Public input sought on Takapūneke Reserve in Christchurch

Christchurch City Council wants public input into a plan that could help make Banks Peninsula's Takapūneke Reserve a National Reserve.

The Council is currently seeking written suggestions to help draft a Reserve Management Plan for Takapūneke - a site of immense cultural significance to Ngāi Tahu and Ōnuku Rūnanga.

The first step in the draft plan is gathering public comments about how people would like to see Takapūneke developed as a reserve.

Councillor Andrew Turner says Takapūneke Reserve is a landscape of immense national significance that should be fully recognised and protected.

"Takapūneke was an important centre for trade between Ngāi Tahu and early 19th-century settlers, and was also the site of a massacre that resulted in the site becoming tapu.

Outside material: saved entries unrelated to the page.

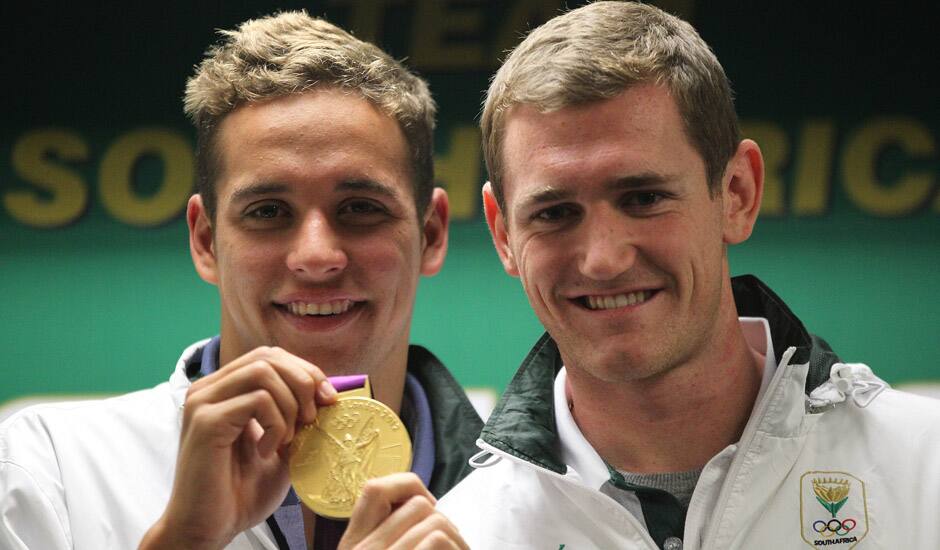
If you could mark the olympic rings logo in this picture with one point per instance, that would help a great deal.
(834, 527)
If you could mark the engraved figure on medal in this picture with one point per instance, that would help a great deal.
(351, 466)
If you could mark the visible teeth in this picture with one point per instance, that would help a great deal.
(324, 308)
(618, 300)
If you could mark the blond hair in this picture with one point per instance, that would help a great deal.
(596, 52)
(289, 53)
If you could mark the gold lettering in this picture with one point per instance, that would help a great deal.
(860, 167)
(33, 161)
(435, 25)
(115, 184)
(366, 17)
(459, 171)
(776, 150)
(813, 171)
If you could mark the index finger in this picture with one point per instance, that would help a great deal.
(379, 498)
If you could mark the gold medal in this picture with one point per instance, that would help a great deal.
(351, 441)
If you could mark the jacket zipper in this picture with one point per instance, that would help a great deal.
(747, 439)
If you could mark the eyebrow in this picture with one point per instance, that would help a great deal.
(258, 189)
(550, 193)
(369, 186)
(273, 188)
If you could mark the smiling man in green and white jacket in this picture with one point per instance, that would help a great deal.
(669, 406)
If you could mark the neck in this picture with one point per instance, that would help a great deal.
(674, 421)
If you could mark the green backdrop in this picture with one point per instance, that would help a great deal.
(100, 294)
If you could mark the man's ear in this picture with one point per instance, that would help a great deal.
(434, 235)
(497, 223)
(744, 187)
(201, 245)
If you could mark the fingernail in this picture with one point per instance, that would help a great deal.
(326, 390)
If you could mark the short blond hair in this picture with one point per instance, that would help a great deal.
(596, 52)
(290, 53)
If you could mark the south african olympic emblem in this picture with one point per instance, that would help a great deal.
(833, 509)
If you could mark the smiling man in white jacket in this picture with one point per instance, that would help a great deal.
(668, 406)
(315, 217)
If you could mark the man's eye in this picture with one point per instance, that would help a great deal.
(643, 199)
(361, 207)
(267, 211)
(558, 212)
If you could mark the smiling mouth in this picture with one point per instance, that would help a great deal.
(616, 300)
(319, 309)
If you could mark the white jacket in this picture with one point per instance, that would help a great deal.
(91, 475)
(96, 475)
(872, 453)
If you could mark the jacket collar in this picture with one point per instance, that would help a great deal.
(456, 423)
(523, 422)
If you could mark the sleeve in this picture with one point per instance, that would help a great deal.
(29, 518)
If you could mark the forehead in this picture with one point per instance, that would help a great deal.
(638, 131)
(323, 135)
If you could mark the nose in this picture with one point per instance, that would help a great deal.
(317, 252)
(608, 246)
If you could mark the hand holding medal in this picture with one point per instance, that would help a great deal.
(350, 442)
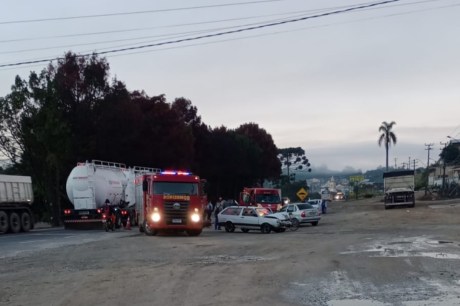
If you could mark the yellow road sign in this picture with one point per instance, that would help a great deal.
(302, 194)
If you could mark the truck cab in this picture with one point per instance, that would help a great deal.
(170, 201)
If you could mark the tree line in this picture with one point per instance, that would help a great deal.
(72, 111)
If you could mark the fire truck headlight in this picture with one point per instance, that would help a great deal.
(155, 217)
(196, 217)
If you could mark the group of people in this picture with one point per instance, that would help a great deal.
(216, 209)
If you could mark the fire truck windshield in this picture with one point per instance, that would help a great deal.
(268, 198)
(175, 188)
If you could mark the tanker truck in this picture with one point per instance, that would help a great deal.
(91, 185)
(16, 197)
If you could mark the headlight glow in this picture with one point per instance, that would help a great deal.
(196, 217)
(155, 217)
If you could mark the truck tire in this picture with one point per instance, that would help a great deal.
(148, 231)
(15, 223)
(26, 222)
(4, 222)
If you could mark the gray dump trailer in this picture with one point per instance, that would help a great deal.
(399, 188)
(16, 197)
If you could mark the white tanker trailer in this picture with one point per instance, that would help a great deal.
(91, 184)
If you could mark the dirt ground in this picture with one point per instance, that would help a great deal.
(359, 254)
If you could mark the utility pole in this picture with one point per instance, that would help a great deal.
(443, 168)
(428, 165)
(428, 149)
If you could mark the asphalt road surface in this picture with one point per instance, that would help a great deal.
(359, 254)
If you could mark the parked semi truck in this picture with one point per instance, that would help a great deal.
(172, 201)
(16, 198)
(263, 197)
(92, 185)
(399, 188)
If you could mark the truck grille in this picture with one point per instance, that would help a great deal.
(176, 214)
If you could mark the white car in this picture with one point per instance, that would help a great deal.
(303, 212)
(319, 204)
(251, 218)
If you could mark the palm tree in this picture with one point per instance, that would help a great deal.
(387, 136)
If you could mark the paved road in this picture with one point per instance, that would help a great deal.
(359, 254)
(49, 238)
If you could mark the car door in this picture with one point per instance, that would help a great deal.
(249, 218)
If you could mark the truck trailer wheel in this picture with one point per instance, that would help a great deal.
(15, 223)
(4, 222)
(26, 222)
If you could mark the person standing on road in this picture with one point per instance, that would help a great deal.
(217, 210)
(209, 209)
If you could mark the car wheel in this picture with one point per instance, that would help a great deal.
(229, 227)
(266, 228)
(295, 223)
(194, 232)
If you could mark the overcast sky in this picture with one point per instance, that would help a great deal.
(324, 83)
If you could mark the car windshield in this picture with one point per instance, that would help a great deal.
(263, 211)
(268, 198)
(304, 206)
(175, 188)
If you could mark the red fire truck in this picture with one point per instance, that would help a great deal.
(264, 197)
(170, 201)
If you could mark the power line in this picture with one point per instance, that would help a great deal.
(136, 12)
(350, 9)
(297, 13)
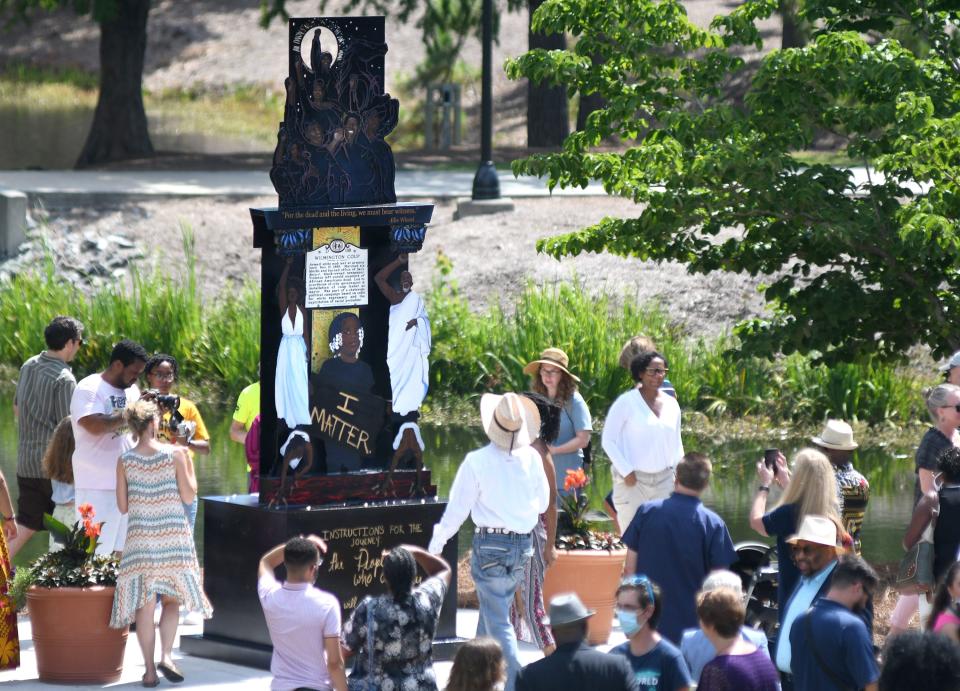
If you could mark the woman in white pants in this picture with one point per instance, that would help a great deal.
(641, 437)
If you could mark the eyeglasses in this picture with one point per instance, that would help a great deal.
(637, 580)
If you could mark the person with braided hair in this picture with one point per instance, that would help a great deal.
(391, 635)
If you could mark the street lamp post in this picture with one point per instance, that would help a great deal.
(486, 184)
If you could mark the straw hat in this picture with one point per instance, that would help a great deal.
(954, 361)
(838, 435)
(817, 529)
(567, 608)
(509, 420)
(551, 356)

This was one of the drivers in a series of events that led to the Treaty of Waitangi, which illustrates the significance of the site to Māori and to the general history of New Zealand."

Te Rūnanga o Ngāi Tahu CEO Mark Solomon says, "The events at Takapūneke and the nearby Onawe Pā were to have a significant effect on British policy towards New Zealand."

Takapūneke's site, which sits between Akaroa and the Ōnuku settlement in Banks Peninsula, was classified a historic reserve by Christchurch City Council in 2008.

In 2009, a Conservation Report was commissioned to identify the cultural heritage values of the site and to assist with preparing a Reserve Management Plan.

The Council agreed in 2012 to seek National Reserve status for the site. If it is successful, Takapūneke Reserve will join the Waitangi Treaty Grounds as New Zealand's only historic sites with this status.

A public consultation process is expected to take place early next year, once the Reserve Management Plan has been drafted.